South Korea's tech-heavy Kospi index plunged 10% on Tuesday as a wave of selling tore through global technology stocks, according to reporting from CNBC's Chloe Taylor.

The drop was led by the country's chipmaking giants. SK Hynix and Samsung dragged the index down, while European chip-equipment and semiconductor names STMicro and ASML each fell around 7%, CNBC reported. US tech stocks were also sliding in pre-market trading, following an earlier losing session for the sector on Wall Street.

Investing.com described the move as an "AI rout" that hammered the Kospi and triggered a circuit breaker — an automatic trading halt that exchanges use to slow panic selling when prices fall too far, too fast. A separate report carried by MSN framed the collapse as an "AI stock bubble" bursting, noting the index plunged 10% by the close after a sharp selloff swept the market.

The common thread across all three sources is concentration: the companies hit hardest — memory-chip makers like SK Hynix and Samsung, and equipment suppliers like ASML — are precisely the firms whose recent gains have been tied to soaring demand for artificial-intelligence hardware. When investors sour on that AI trade, those same stocks fall fastest.
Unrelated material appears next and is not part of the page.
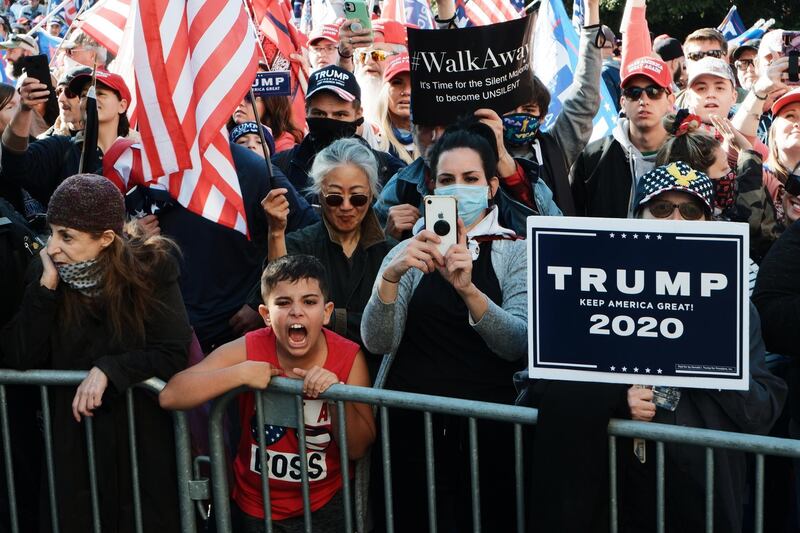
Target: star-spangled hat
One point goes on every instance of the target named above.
(677, 176)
The selloff was not contained to Seoul. CNBC noted broad weakness across global markets, and the MSN item raised the question of what the Kospi's collapse means for other markets, including India.

Why it matters: South Korea is home to some of the world's most important chipmakers, so a 10% single-day crash there is an early warning sign that investors may be reconsidering how much the AI boom is really worth.